Thing is though, she keeps being re-elected (this last time was close though, as reported a week ago). People vote for this Islamophobia stuff, and I reckon its mostly fear of the unknown. Growing up, I had religious education one lesson a week in school. We didn’t take it very seriously, but one time they asked for feedback, and we asked for comparative religion, to learn about something other than Jesus for once. What we got was pretty useless, I’m sure because the teacher (a Christian) didn’t know anything himself. If I had grown up watching the occasional Turkish warrior shouting “Allahu akbar!”, then breaking their Ramadan fast by saying “Bismillah” and eating a single date, then to paraphrase the eloquent words of The Everywhereist, the only strange thing about it would be that it wasn’t strange at all.
How to watch Diriliş: Ertuğrul: you can get it on Netflix, or watch it for free on the official Youtube channel. The first few seasons have decent English subtitles, starting with Season 1 here.
(You want to know how to pronounce “Ertuğrul”? As a rough first attempt, “Heir to rule” is reasonably close, and a half-decent mnemonic too. If you want to get the vowels exactly right, the “E” is a bit more like the “A” in “Ann”, and the “u”s are more like the “oo” in “book”. Its hard to find a good clip where someone pronounces it nice and slow; the best I can find is Tuğtekin shouting it, thrice in a row, here. Notice that if you say “Heir to rule” in English, the first and third syllables are emphasised. Emphasis in Turkish is different to English and therefore complicated to explain, but try to give the the syllables close to equal stress.)

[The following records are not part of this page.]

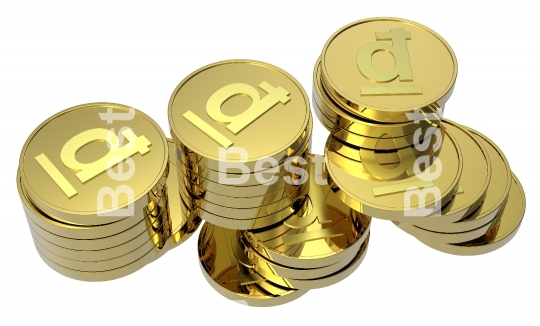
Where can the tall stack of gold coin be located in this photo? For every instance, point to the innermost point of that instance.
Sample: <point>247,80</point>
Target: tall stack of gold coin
<point>380,87</point>
<point>242,131</point>
<point>93,181</point>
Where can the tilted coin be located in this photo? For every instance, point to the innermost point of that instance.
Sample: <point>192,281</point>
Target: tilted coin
<point>236,104</point>
<point>227,270</point>
<point>496,194</point>
<point>402,200</point>
<point>324,233</point>
<point>96,171</point>
<point>500,234</point>
<point>475,178</point>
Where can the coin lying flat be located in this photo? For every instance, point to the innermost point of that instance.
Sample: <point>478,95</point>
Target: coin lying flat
<point>496,194</point>
<point>226,270</point>
<point>238,103</point>
<point>72,170</point>
<point>384,68</point>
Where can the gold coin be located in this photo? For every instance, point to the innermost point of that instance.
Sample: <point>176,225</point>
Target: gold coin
<point>250,202</point>
<point>383,68</point>
<point>330,279</point>
<point>499,235</point>
<point>122,240</point>
<point>227,270</point>
<point>272,213</point>
<point>475,178</point>
<point>142,243</point>
<point>62,163</point>
<point>332,115</point>
<point>234,186</point>
<point>238,224</point>
<point>102,265</point>
<point>199,164</point>
<point>74,236</point>
<point>430,236</point>
<point>277,199</point>
<point>323,234</point>
<point>402,200</point>
<point>103,275</point>
<point>239,103</point>
<point>182,226</point>
<point>351,151</point>
<point>383,142</point>
<point>496,194</point>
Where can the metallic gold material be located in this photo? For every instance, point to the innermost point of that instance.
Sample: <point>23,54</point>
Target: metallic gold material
<point>80,153</point>
<point>496,194</point>
<point>315,283</point>
<point>242,101</point>
<point>475,178</point>
<point>390,135</point>
<point>228,271</point>
<point>323,234</point>
<point>359,73</point>
<point>182,226</point>
<point>394,200</point>
<point>499,235</point>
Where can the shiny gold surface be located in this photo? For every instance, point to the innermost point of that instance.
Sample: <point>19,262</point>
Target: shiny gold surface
<point>182,225</point>
<point>474,181</point>
<point>386,199</point>
<point>243,101</point>
<point>325,233</point>
<point>499,235</point>
<point>335,115</point>
<point>382,68</point>
<point>496,194</point>
<point>329,279</point>
<point>80,154</point>
<point>227,270</point>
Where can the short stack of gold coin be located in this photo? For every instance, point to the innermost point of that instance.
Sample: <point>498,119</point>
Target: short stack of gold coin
<point>95,192</point>
<point>268,242</point>
<point>380,86</point>
<point>320,245</point>
<point>238,144</point>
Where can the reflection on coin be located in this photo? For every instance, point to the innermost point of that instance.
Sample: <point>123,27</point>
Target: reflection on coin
<point>227,270</point>
<point>383,68</point>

(If you don’t mind the spoilers for Season 2, the rest of that clip with Tuğtekin is fantastic. From the Mongol leader Noyan’s anime run at the start (no wonder he is out in front), to the look on Samsa’s face at the betrayal (timestamp 1:53), through more crazy shaman dancing from Ulubilge, to Noyan’s favourite nickname for Tuğtekin (“Ateşli Oğlan”, or “Fiery Boy”, timestamp 8:32) this has some great moments with one of the show’s best villains. Note Google Translate occasionally offers “Furious Boy” instead of “Fiery Boy”, and that fits his character so well. Allah rahmet eylesin, Furious Boy.)